TRAGEDY STRIKES THE TOWN
A popular song of the early days ran like this:
"Go tell Aunt Rhoda,
Go tell Aunt Rhoda,
Go tell Aunt Rhoda
The old gray goose is dead.
She's worth a saving,
She's worth a saving,
She's worth a saving
To make a featherbed." Of course the fox was the natural enemy of the goose. The goose was a natural wanderer, and sometimes the flock would stray far afield, so far that the owner could not find it convenient to look up the flock and drive it back to the fold at night; and as the goose roosts on the ground, Sir Fox would have his opportunity. The most efficient method for limiting the foxes was to dig out their burrows in the Spring, when they had their young.
Hog raising was also an important side line. To grow up a pen of fat hogs was the ambition of the average farmer. Pigs that had been kept over the previous winter were often made to weigh 400 pounds, dressed weight. Then during a cold snap in the early winter, the important day of hog-killing arrived. Not only weather conditions had to be considered, but the right phase of the moon must be selected, otherwise the pork from pigs killed in the ''old of the moon'' would shrink in the pot.
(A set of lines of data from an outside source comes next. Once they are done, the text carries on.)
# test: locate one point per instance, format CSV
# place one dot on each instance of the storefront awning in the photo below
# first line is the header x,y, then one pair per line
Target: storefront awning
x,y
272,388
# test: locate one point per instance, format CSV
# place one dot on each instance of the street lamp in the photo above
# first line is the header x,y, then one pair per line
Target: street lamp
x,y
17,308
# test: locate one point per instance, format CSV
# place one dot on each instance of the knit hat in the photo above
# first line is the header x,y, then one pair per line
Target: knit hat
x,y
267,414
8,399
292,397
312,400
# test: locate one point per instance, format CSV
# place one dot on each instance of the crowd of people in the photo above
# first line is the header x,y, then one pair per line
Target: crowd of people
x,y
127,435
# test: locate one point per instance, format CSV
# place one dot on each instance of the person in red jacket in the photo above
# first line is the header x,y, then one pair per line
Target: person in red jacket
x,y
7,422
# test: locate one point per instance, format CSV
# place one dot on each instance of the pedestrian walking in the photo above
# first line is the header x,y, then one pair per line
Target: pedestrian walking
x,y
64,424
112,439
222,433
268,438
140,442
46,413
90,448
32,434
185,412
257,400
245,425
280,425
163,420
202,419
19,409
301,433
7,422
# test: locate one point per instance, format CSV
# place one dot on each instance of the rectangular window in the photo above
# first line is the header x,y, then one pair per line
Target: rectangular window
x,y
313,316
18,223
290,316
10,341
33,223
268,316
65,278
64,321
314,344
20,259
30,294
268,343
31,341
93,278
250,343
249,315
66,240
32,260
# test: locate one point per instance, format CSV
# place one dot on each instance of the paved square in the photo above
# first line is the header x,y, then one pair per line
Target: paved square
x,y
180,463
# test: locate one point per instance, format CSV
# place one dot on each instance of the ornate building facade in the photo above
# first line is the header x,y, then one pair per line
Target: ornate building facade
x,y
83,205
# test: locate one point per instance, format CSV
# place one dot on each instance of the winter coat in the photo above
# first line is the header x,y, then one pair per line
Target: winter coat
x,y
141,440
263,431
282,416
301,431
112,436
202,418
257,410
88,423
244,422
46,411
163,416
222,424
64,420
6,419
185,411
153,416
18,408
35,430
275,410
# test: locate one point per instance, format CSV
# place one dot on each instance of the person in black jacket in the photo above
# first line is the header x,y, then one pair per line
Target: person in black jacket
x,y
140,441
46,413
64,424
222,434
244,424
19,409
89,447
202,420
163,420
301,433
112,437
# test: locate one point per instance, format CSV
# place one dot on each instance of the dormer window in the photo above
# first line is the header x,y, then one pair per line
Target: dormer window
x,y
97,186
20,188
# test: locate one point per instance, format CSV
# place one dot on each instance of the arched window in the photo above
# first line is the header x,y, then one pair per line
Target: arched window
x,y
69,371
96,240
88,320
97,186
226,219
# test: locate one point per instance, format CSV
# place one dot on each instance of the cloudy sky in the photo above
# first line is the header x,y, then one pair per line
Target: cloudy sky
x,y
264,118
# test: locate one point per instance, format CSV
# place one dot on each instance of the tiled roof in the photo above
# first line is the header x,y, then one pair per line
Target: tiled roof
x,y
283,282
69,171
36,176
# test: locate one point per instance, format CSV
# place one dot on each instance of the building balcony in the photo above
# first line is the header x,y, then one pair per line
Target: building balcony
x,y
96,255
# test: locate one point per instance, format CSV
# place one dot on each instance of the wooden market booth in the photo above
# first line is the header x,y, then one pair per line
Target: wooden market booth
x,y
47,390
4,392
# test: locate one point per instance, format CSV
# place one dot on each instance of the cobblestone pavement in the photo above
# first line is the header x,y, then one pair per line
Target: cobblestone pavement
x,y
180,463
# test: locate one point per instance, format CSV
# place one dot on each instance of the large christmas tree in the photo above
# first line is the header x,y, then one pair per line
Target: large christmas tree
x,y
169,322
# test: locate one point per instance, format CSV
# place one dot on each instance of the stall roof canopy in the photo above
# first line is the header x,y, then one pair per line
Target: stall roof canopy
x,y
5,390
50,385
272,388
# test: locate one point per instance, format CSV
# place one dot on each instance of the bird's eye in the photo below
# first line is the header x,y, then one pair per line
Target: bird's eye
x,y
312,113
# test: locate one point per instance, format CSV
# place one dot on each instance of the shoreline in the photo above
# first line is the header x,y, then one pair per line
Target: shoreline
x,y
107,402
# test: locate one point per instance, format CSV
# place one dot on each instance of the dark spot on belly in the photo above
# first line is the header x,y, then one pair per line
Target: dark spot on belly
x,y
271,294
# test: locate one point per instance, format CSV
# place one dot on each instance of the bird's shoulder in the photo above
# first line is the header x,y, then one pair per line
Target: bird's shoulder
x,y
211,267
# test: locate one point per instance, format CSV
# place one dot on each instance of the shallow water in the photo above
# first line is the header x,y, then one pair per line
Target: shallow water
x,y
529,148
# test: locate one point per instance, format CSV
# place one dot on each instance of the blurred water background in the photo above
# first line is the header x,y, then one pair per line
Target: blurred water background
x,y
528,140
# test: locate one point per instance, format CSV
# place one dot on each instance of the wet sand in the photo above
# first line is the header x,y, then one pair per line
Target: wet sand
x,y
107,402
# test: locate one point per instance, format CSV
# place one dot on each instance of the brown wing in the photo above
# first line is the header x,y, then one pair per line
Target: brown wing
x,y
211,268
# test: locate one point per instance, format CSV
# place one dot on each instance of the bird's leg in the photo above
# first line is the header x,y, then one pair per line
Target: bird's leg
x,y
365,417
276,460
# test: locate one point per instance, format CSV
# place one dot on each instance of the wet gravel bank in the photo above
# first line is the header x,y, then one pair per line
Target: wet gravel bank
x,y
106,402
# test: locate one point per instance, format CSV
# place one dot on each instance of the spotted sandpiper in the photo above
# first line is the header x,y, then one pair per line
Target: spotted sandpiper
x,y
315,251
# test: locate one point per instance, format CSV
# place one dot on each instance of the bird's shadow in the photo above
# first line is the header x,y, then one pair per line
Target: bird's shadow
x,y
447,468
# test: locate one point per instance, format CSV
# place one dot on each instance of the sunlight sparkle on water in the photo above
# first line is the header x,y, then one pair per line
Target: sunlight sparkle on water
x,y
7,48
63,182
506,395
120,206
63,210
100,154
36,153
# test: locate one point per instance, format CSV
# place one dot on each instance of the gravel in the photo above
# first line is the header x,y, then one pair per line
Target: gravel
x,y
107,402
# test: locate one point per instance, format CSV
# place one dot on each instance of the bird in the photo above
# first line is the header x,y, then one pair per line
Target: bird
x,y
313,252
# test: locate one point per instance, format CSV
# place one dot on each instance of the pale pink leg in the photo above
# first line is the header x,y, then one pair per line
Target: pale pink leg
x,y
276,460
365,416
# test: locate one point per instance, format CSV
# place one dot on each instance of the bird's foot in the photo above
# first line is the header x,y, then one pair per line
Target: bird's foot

Soon after the hog-killing day came the time for making sausages. Bacon was not used so much, so those cuts which would now be put into bacon were put into sausages, with some beef added. The solid fat portions of the hog, of course, became the ''salt pork" and the pork barrel was an established institution. To salt down a barrel of pork, and properly cure and smoke the hams and shoulders so that they would keep ''sweet'' throughout the year, required skill and patience.